Available online through MWHC library: 2006 - present

As part of the NCI's Cancer Center Cessation (C3i) initiative, we initiated, expanded, and maintained an evidence-based tobacco treatment program at the Georgetown Lombardi Comprehensive Cancer Center. We present a quality improvement (QI) assessment of the implementation process and patient-level outcomes. At two hematology/oncology outpatient clinical sites, five oncology-based teams (clinical administrators, clinical staff, pharmacy, information technology, and tobacco treatment staff) developed implementation strategies for opt-out patient assessment and enrollment, centralized tobacco treatment, audit, feedback, and staff training. Among eligible patients (tobacco use in <=30 days), we assessed demographic, clinical, and tobacco-related characteristics to examine predictors of enrollment (baseline completed), treatment engagement (>=one sessions completed), and self-reported 7-day abstinence (6 months post-enrollment).
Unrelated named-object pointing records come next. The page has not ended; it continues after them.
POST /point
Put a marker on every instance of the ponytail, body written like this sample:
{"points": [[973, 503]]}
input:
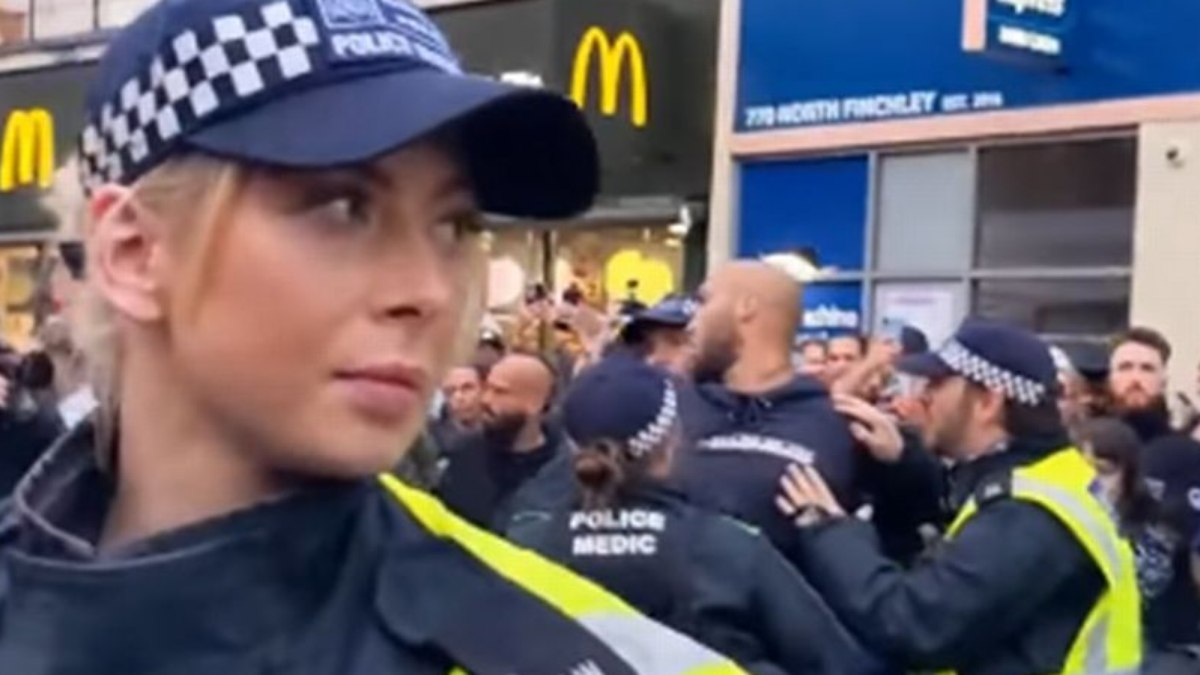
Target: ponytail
{"points": [[601, 469]]}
Across both sites, medical assistants screened 19,344 (82.4%) patients for tobacco use, which identified 1345 (7.0%) current tobacco users, in addition to 213 clinician referrals. Of the 687/1256 (54.7%) eligible patients reached, 301 (43.8%) enrolled, and 199 (29.0%) engaged in treatment, of whom 74.5% were African American and 68% were female. At the larger site, significant multivariate predictors of enrollment included African American race (vs. white/other) and clinician referral (vs. MA assessment). Treatment engagement was predicted by greater nicotine dependence, and abstinence (27.4%) was predicted by greater treatment engagement. In summary, the systematic utilization of multiple oncology-based teams and implementation strategies resulted in the development and maintenance of a high-quality, population-based approach to tobacco treatment. Importantly, these strategies addressed inequities in tobacco treatment, as the program reached and engaged a majority-African-American patient population. Finally, the opt-out patient assessment strategy has been implemented in multiple oncology settings at MedStar Health through the Commission on Cancer's Just Ask program.